“Remixes” – Ultraista

4 stars (out of 5)

1

UltraistaA remix album that surpasses the original recording is a rarity indeed. For a relatively small scale, indie electronic band like Ultraista it feels perfunctory to issue one at some point and along with contemporaries such as Au Revoir Simone and Lali Puna, as well as big hitters like Bjork and Lady Gaga, the thing they all have in common is wildly varying levels of success and are all too often the ultimate exercise in self- indulgence.

Ultraista’s self-titled album, from which the remixers all derive their source material, was released last October and considering the enticing concept of Thom Yorke’s right hand man, Nigel Godrich, making female vocal lead electronica, the actual reception was not entirely ecstatic.
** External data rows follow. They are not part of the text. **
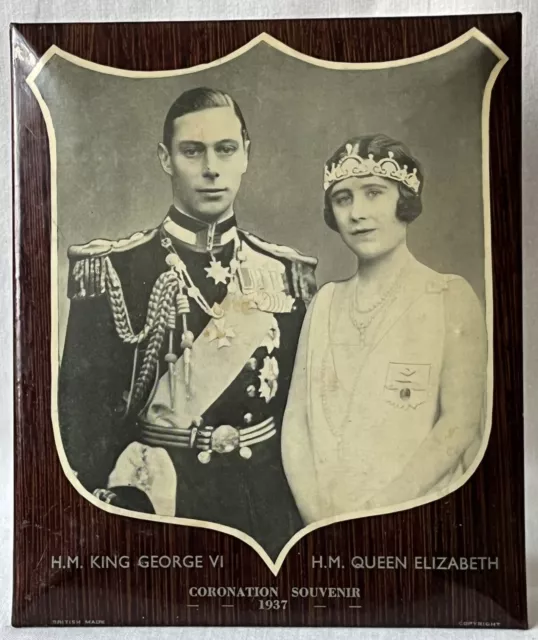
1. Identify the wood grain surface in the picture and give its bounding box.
[12,14,527,628]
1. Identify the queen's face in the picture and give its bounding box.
[329,176,407,260]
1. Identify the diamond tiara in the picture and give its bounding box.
[323,144,420,193]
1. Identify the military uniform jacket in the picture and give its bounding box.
[58,208,316,555]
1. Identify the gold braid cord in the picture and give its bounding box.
[105,258,181,404]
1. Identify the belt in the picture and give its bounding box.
[140,417,276,464]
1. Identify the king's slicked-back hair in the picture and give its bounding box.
[324,133,424,231]
[163,87,250,151]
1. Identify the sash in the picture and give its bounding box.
[146,293,274,429]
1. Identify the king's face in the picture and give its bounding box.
[330,176,407,260]
[161,107,248,220]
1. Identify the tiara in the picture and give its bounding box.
[323,143,420,193]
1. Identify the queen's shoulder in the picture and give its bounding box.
[416,265,478,304]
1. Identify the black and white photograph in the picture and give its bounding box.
[27,29,507,568]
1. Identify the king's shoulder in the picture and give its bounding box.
[239,229,318,270]
[67,227,159,260]
[239,229,318,304]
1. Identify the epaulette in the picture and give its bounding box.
[67,228,159,260]
[67,228,159,300]
[237,229,318,304]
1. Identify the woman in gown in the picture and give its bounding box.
[282,135,487,524]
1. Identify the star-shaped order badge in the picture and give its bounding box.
[205,258,230,284]
[207,318,235,349]
[259,356,278,402]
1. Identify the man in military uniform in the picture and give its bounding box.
[59,88,316,557]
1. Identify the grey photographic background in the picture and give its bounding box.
[36,39,498,353]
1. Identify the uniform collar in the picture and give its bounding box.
[163,205,237,251]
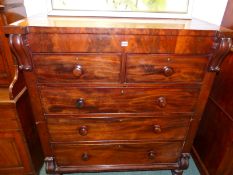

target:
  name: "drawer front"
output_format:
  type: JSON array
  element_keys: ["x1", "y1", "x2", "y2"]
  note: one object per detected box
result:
[
  {"x1": 125, "y1": 35, "x2": 214, "y2": 54},
  {"x1": 33, "y1": 54, "x2": 121, "y2": 83},
  {"x1": 47, "y1": 116, "x2": 190, "y2": 142},
  {"x1": 126, "y1": 54, "x2": 208, "y2": 83},
  {"x1": 40, "y1": 86, "x2": 198, "y2": 114},
  {"x1": 28, "y1": 33, "x2": 123, "y2": 53},
  {"x1": 52, "y1": 142, "x2": 182, "y2": 166}
]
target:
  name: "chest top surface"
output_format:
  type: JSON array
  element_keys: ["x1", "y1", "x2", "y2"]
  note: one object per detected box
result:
[{"x1": 5, "y1": 16, "x2": 231, "y2": 36}]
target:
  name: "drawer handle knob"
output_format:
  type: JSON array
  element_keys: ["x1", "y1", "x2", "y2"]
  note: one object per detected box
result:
[
  {"x1": 73, "y1": 64, "x2": 83, "y2": 77},
  {"x1": 76, "y1": 98, "x2": 85, "y2": 109},
  {"x1": 163, "y1": 66, "x2": 174, "y2": 77},
  {"x1": 153, "y1": 125, "x2": 161, "y2": 133},
  {"x1": 78, "y1": 126, "x2": 88, "y2": 136},
  {"x1": 148, "y1": 151, "x2": 155, "y2": 160},
  {"x1": 157, "y1": 97, "x2": 167, "y2": 108},
  {"x1": 82, "y1": 153, "x2": 89, "y2": 161}
]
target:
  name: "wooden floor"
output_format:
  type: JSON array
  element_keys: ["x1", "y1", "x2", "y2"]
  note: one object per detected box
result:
[{"x1": 40, "y1": 158, "x2": 200, "y2": 175}]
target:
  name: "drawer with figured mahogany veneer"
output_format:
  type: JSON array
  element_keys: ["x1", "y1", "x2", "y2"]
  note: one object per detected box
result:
[
  {"x1": 39, "y1": 86, "x2": 199, "y2": 114},
  {"x1": 33, "y1": 54, "x2": 121, "y2": 83},
  {"x1": 47, "y1": 115, "x2": 190, "y2": 142},
  {"x1": 0, "y1": 104, "x2": 19, "y2": 130},
  {"x1": 28, "y1": 33, "x2": 124, "y2": 53},
  {"x1": 124, "y1": 35, "x2": 214, "y2": 54},
  {"x1": 52, "y1": 142, "x2": 183, "y2": 166},
  {"x1": 28, "y1": 33, "x2": 214, "y2": 54},
  {"x1": 126, "y1": 54, "x2": 208, "y2": 83}
]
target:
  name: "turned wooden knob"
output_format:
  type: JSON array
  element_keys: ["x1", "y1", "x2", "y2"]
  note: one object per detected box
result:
[
  {"x1": 81, "y1": 153, "x2": 89, "y2": 161},
  {"x1": 157, "y1": 97, "x2": 167, "y2": 108},
  {"x1": 78, "y1": 126, "x2": 88, "y2": 136},
  {"x1": 163, "y1": 66, "x2": 174, "y2": 77},
  {"x1": 148, "y1": 151, "x2": 155, "y2": 159},
  {"x1": 153, "y1": 125, "x2": 161, "y2": 133},
  {"x1": 73, "y1": 64, "x2": 83, "y2": 77},
  {"x1": 76, "y1": 98, "x2": 85, "y2": 109}
]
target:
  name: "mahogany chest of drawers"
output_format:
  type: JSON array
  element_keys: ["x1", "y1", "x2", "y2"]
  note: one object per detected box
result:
[{"x1": 5, "y1": 17, "x2": 232, "y2": 175}]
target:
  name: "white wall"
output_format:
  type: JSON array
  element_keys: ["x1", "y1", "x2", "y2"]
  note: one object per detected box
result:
[
  {"x1": 193, "y1": 0, "x2": 228, "y2": 25},
  {"x1": 24, "y1": 0, "x2": 49, "y2": 17},
  {"x1": 24, "y1": 0, "x2": 228, "y2": 25}
]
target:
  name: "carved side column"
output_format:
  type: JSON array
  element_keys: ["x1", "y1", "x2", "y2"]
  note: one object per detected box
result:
[
  {"x1": 172, "y1": 153, "x2": 190, "y2": 175},
  {"x1": 9, "y1": 34, "x2": 32, "y2": 71},
  {"x1": 208, "y1": 36, "x2": 233, "y2": 72}
]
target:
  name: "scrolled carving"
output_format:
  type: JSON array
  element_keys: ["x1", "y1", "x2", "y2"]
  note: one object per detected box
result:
[
  {"x1": 208, "y1": 37, "x2": 232, "y2": 72},
  {"x1": 9, "y1": 34, "x2": 32, "y2": 71}
]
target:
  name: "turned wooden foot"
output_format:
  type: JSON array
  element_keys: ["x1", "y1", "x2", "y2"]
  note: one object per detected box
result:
[
  {"x1": 171, "y1": 153, "x2": 190, "y2": 175},
  {"x1": 171, "y1": 170, "x2": 183, "y2": 175}
]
It was glitchy and introverted, not necessarily intended on occasion I’m sure and partly due to Laura Bettinson’s vocals often being quietly pushed back into the mix, which undermined the impact of some of the stronger melodies. The main problem of what is still an interesting and thoughtful album is that, apart for the trip (predominantly) hop of slowed down “Party Line”, it was an album with little variation of beat, rhythm or structure. This album then is the ideal companion piece, bringing out the necessary colour and bite.

All ten of the original songs get a new treatment and unlike many other remix excursions there aren’t six versions of one particular track leading to repetitive ear strain injury early on (there are additional versions on the digital version though), with the majority thankfully not exceeding the five minute mark. “Smalltalk (Four Tet)” may stutter and rattle enthusiastically but the melody which was previously implied but not exploited now shines through and “Party Line(Canon Blue)” brings Bettinson’s vocal out of hiding and makes it a tight, bright thrill; the same applies to the now delightfully menacing “Easier (Zammuto)”.

“Static Light”, always one of their strongest tracks, was originally swamped by synths and drones and now Matthew Herbert turns it into a buzzing, tumbling pop rush reminiscent of his more major production work with Bjork and Roisin Murphy. Oddly now becoming better known as a prolific remixer (how exactly did this happen?) than a film director, David Lynch brilliantly turns the averagely competent “Strange Formula” into a dusty and scuzzy blues drawl. “Bad Insect” and “Our Song” don’t fare as well, being overwrought drum and bass and blissed out coffee table respectively, but two out of ten ain’t bad.

In many ways a template for the successful remix project, Ultraista have proved that there is still life in what is a really a marketing tool if quality control is paramount and the DNA of the original material remains; this is certainly the case here. This collection is cohesive and thoughtfully complied and if it in fact had been released in this format, it might have succeeded in making a stronger impression than the original recordings themselves. As it stands, the remixers have done an exceptional job in exposing Ultraista as the dynamic, quietly foreboding band that they have the potential to be.